According to NTSB investigators, a safety device on the Virgin Galactic spacecraft that crashed on October 31 killing test pilot Michael Alsbury, had been deployed early.
NTSB Chairman Christopher Hart said the “feathering” device, designed to slow the craft on re-entry, activated without a command from the pilots.
However, Christopher Hart said it was too soon to confirm any possible cause of the crash.
Media reports had focused on the fuel tanks and the engine, but Christopher Hart said both were found intact.
Virgin Group founder Sir Richard Branson accused a “handful of British newspapers” of publishing “wild accusations” over the crash.
Richard Branson said initial findings from US investigators had shown reports that suggested problems with the fuel or engine had caused an explosion were “garbage”.

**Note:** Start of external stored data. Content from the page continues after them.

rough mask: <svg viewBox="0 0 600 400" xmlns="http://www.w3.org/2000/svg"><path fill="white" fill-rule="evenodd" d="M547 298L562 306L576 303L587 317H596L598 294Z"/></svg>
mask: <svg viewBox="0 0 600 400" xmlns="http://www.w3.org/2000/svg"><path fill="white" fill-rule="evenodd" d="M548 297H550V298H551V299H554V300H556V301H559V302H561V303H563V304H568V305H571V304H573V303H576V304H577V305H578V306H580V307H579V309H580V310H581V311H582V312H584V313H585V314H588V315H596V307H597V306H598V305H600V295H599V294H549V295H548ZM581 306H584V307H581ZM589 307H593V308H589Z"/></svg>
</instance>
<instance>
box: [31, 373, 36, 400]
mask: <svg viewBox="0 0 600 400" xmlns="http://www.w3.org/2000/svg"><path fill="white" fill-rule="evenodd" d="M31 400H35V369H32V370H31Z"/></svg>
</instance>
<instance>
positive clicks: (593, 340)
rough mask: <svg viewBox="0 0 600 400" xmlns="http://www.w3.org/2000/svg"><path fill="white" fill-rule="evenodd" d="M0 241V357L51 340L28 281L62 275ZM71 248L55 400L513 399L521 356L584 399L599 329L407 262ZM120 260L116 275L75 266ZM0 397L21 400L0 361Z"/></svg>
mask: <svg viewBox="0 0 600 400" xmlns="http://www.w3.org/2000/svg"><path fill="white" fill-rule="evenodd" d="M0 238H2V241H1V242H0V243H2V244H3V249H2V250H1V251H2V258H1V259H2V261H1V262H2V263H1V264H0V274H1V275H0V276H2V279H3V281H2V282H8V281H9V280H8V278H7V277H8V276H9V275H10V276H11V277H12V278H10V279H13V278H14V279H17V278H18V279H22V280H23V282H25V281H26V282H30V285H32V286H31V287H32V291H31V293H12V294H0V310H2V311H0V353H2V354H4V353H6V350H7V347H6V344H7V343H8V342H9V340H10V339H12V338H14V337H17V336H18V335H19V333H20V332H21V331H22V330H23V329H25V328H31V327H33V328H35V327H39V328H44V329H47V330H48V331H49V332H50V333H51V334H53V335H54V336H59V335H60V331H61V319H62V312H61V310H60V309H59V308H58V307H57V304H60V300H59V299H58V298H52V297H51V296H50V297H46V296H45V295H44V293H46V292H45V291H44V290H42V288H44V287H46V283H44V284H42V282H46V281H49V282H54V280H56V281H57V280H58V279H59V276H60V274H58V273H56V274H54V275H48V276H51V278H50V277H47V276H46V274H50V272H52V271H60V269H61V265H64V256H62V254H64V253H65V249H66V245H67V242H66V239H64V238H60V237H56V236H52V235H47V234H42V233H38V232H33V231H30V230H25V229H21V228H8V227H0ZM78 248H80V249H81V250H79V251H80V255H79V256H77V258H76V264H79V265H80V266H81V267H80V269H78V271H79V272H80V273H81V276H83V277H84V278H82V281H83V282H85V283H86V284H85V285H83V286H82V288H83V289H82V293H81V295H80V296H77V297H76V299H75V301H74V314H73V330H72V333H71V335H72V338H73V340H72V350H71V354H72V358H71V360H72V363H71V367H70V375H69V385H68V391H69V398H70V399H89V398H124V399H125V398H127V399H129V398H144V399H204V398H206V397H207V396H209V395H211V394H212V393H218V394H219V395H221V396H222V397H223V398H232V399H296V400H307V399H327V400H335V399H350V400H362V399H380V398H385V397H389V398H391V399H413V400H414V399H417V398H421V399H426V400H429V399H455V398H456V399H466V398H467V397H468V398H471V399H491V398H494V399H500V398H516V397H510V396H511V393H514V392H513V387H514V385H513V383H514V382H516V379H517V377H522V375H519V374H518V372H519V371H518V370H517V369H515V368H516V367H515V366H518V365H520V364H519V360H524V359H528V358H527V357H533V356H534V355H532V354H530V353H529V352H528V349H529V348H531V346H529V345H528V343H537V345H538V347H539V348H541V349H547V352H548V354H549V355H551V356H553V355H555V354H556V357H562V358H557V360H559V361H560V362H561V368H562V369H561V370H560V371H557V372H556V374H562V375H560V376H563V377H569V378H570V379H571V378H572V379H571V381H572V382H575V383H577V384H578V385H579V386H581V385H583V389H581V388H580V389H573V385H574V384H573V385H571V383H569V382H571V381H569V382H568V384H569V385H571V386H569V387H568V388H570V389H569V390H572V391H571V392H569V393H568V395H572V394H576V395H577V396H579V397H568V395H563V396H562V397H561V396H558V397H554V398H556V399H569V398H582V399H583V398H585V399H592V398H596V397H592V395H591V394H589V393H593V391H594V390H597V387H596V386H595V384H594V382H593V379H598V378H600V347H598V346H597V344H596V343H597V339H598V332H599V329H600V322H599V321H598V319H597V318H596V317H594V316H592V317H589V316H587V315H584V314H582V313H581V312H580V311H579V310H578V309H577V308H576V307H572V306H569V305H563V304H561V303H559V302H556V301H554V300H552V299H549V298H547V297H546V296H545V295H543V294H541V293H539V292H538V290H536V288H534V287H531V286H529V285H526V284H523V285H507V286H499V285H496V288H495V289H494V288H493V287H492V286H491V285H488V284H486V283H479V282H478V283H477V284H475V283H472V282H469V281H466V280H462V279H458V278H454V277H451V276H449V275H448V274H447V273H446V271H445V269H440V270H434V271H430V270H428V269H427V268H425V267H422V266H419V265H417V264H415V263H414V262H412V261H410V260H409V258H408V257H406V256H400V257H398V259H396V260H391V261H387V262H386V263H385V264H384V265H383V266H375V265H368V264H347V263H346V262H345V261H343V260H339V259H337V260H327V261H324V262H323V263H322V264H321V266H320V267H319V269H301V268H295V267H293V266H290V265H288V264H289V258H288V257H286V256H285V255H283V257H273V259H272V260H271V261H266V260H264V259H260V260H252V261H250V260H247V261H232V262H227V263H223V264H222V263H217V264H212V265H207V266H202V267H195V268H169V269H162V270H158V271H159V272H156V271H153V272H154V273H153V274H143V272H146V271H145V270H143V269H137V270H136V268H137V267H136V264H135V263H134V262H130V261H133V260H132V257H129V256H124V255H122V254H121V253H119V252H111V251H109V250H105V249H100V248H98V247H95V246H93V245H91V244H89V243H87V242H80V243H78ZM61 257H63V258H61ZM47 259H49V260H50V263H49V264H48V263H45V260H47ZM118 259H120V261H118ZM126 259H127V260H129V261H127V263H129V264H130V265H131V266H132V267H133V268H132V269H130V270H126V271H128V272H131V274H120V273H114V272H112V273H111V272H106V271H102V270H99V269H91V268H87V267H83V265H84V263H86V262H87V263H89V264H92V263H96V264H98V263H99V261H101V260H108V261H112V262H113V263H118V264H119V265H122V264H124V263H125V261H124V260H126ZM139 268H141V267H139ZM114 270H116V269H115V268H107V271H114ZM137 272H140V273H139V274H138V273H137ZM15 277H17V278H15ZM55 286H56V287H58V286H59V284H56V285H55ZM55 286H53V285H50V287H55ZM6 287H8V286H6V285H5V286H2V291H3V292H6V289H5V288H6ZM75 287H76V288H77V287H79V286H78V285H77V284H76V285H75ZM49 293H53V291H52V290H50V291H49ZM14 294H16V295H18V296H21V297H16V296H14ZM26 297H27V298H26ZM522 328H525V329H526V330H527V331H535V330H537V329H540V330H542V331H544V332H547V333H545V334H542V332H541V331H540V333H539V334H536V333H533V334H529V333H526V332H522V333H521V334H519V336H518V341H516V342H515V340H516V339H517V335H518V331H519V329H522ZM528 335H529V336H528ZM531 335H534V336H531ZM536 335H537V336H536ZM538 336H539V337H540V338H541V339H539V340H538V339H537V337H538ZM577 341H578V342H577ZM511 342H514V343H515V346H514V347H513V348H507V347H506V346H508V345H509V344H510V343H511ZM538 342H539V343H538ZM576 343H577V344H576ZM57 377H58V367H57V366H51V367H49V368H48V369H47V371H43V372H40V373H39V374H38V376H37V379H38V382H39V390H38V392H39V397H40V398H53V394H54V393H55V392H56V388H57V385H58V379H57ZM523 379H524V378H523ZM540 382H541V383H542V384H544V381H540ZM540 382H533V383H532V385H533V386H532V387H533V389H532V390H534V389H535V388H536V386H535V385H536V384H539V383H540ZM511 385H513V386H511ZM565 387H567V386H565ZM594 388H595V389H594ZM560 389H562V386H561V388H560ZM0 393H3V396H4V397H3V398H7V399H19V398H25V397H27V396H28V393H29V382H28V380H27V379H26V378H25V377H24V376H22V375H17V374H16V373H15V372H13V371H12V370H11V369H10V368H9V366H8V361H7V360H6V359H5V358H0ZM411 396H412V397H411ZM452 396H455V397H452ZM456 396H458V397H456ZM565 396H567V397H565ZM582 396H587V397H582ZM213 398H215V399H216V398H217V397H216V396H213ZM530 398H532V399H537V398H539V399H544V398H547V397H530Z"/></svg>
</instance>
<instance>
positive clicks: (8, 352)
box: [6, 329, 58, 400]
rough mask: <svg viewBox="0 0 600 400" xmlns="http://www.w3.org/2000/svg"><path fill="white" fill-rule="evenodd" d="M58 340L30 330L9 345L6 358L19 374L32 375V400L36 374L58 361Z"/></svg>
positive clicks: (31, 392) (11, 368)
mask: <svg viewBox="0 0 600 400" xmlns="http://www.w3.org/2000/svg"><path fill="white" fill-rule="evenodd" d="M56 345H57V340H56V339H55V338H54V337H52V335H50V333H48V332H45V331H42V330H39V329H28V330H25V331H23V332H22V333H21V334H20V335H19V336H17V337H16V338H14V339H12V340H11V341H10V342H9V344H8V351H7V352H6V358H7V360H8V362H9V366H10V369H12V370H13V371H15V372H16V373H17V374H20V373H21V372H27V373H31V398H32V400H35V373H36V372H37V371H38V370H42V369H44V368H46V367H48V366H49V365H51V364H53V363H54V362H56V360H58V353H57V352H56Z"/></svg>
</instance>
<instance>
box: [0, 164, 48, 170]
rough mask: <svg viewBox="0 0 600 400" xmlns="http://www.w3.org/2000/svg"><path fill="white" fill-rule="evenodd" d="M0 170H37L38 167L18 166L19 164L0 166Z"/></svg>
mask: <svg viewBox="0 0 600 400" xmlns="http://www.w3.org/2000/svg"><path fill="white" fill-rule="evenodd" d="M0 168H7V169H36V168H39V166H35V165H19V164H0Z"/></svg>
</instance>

Virgin Galactic had aimed to send tourists into space early next year, and has already taken more than 700 flight bookings at $250,000 each.
Christopher Hart told reporters that the feathering device was supposed to be activated at Mach 1.4 (1,065mph; 1,715km/h), but had been deployed at Mach 1 during the test flight.

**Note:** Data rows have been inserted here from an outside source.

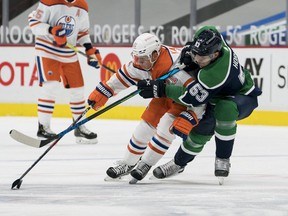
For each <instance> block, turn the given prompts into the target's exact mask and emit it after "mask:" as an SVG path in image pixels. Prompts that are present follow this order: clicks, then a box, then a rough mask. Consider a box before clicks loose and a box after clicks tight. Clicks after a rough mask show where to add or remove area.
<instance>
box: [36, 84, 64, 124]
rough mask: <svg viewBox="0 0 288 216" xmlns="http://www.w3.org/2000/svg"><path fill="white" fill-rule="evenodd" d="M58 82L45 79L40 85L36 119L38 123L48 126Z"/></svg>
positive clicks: (57, 86)
mask: <svg viewBox="0 0 288 216" xmlns="http://www.w3.org/2000/svg"><path fill="white" fill-rule="evenodd" d="M59 87H60V83H59V82H57V81H47V82H44V83H43V84H42V87H40V95H39V98H38V110H37V111H38V121H39V123H40V124H42V125H44V126H46V127H50V121H51V118H52V114H53V112H54V105H55V100H56V95H57V91H58V89H59Z"/></svg>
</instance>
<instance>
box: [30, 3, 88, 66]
mask: <svg viewBox="0 0 288 216" xmlns="http://www.w3.org/2000/svg"><path fill="white" fill-rule="evenodd" d="M28 21H29V26H30V28H31V30H32V32H33V34H34V35H35V36H36V38H35V49H36V55H37V56H42V57H47V58H52V59H56V60H58V61H61V62H75V61H77V60H78V57H77V55H76V53H75V52H74V51H73V50H71V49H69V48H66V47H65V48H60V47H57V46H55V45H54V44H53V41H54V40H53V36H52V35H51V34H50V33H49V32H48V30H49V27H54V26H56V25H62V26H63V27H64V28H65V29H66V34H67V42H68V43H70V44H72V45H73V46H75V45H76V44H77V42H78V43H79V44H80V45H83V44H84V43H91V40H90V36H89V32H88V31H89V27H90V23H89V17H88V5H87V3H86V1H85V0H77V1H75V2H73V3H69V2H67V1H65V0H41V1H40V3H39V5H38V8H37V10H35V11H33V12H32V13H31V14H30V15H29V17H28Z"/></svg>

He said one of the pilots had enabled the device, but the second stage of its deployment had happened “without being commanded”.
“Shortly after the feathering occurred, the telemetry data terminated and the video data terminated,” Christopher Hart said.
The feathering device lifts and rotates the tail to create drag, slowing the craft on its descent.
He said SpaceShipTwo’s fuel tanks and engine were found intact, without any sign of being breached.
NTSB investigators have now found almost all of the parts of the crashed spacecraft as part of an inquiry they say could take many months to complete.
SpaceShipTwo was flying its first test flight for nine months when it crashed near the town of Bakersfield.
Virgin Galactic said the craft experienced “a serious anomaly” after it separated from launch vehicle WhiteKnightTwo.
The spacecraft was using a new type of rocket fuel never before used in flight, although officials said it had undergone extensive ground testing.
The project has been subject to numerous delays, and its commercial launch has been pushed back several times.
The Financial Times reported that the venture is facing financial difficulties – with $400 million in funding from Abu Dhabi now dried up and Virgin Group covering the day-to-day expenses.
Co-pilot Michael Alsbury, 39, died when SpaceShipTwo disintegrated shortly after take-off.
Scaled Composites, the company employing both pilots, said surviving pilot Peter Siebold, 43, was “alert and talking with his family and doctors”.